Electronic Funds Transfers, better known as EFT’s, have become a popular payment method in South Africa, accepted by many in lieu of cash or cheque payments.
Many accept the printed electronic funds transfer as “proof” of a cash payment into the bank account, especially in the selling and purchasing of motor vehicles. They insist on the transfer to be made immediately there and then upon which the vehicle is transferred and registered to the buyer on the same day.
The abuse of Electronic funds Transfers made to the seller’s bank account, especially between different financial entities, is yet another devious manner in which the original Natis documentation or registration of ownership in a motor vehicle can be obtained with no intention to honour the actual payment.
Electronic funds transfers are governed inter alia by agreements between the various financial entities. Depending on the agreement, such electronic funds transfer transaction can take up to two days to actually reflect as a deposit on the statement of the seller. The risk of accepting proof of an electronic funds transfer as “proof” of actual payment as if it was a cash deposit, puts the seller at a real risk of being defrauded.
Most ordinary citizens do not know that an electronic transfer can be reversed within a few hours after it has been made, depending on the individual financial institute at which the account is held.
Devious fraudsters who are au fait with the mechanics of the law and the financial systems in South Africa, use this knowledge to the detriment of others.
In the sale of any motor vehicle, or any other object of which ownership are registered on the eNatis system, the Natis registration document is a very useful instrument to secure and verify payment prior to the transfer of registered ownership.
The easiest safeguard against any such risk of loss because of non-payment, is the current, valid and original Natis-document, reflecting the registered owner and titleholder of such a vehicle.
For as long as the seller of the vehicle retain the possession of the original Natis document reflecting the seller as the registered owner, no fraudster or any other person can obtain registered ownership of the vehicle, unless the seller physical enable them to do so. Once payment actually reflects on the bank statement the necessary documentation should be handed over to effect transfer of registration to the purchaser or his nominee.
Should a seller hand the original Natis-registration documents over prior to actual confirmation of payment, the vehicle can be traded and registered to any innocent third party, whilst the seller himself still await payment.
As no party to an agreement can transfer more rights than he is legally entitled to at that time, the seller will be able to claim the motor vehicle from any person whom has such motor vehicle in his or her possession, even if the possessor at that stage has “purchased and paid” the vehicle. As long as the motor vehicle has not been transferred and registered to a purchaser whom has not paid for same, the seller can safeguard himself in such a fraudulent transaction.
In the event of the payment then not forthcoming, your rights as seller can be enforced by means of a very simple but highly effective application to any court, which can be done ex parte with an interim relief order to return the vehicle by sheriff to the registered owner of the motor vehicle and a date on which service is to be effected on the purchaser, where after the normal motion procedure is followed.

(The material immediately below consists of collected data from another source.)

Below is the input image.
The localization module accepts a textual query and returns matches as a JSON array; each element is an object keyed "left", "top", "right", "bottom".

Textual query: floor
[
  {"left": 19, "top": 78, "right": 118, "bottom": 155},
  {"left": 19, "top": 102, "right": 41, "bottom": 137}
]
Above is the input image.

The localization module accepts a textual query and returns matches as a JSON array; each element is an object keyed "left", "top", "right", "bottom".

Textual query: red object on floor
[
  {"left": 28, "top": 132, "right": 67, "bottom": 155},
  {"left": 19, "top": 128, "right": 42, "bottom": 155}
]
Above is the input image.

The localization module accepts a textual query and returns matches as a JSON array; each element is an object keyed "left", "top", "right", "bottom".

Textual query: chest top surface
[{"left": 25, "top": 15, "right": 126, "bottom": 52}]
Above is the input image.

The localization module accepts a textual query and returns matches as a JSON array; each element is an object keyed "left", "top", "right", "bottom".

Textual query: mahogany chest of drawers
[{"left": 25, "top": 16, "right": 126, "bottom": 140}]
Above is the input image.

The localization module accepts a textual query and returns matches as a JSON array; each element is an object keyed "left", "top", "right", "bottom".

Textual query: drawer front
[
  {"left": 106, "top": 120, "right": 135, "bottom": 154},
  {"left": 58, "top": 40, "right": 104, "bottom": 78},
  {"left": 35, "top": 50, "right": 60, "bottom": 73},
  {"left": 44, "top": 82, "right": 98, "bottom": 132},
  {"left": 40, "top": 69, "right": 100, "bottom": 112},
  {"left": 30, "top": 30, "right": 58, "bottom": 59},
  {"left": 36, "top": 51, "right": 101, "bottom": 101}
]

It is also recommended to issue summons for the cancellation of the agreement, return of the vehicle, cost and interest simultaneously.
For as long as the seller retain and hold on to the original Natis documents and is reflected as the registered owner of the motor vehicle, the seller will have a prima facie right and be the entitled possessor of such motor vehicle.
A seller whom has already caused registration of the vehicle to be transferred to the purchaser prior to have payment secured, are left in a precarious position. The seller has very little hope of success against such a purchaser with the intention to defraud. The litigation can be prolonged and costly with no guarantee of recovery of the loss.
For further reading, see Unitrans Automotive (Pty) Ltd v Trustees of the Rally Motors Trust 2011 (4) SA 35, just one of the transactions during a shopping spree of fraudulent transactions using electronic funds transfers by a fraudulent purchaser, and other matters referred to in the judgment.
This article is a general information sheet and should not be used or relied on as professional advice. No liability can be accepted for any errors or omissions nor for any loss or damage arising from reliance upon any information herein. Always contact your financial adviser for specific and detailed advice.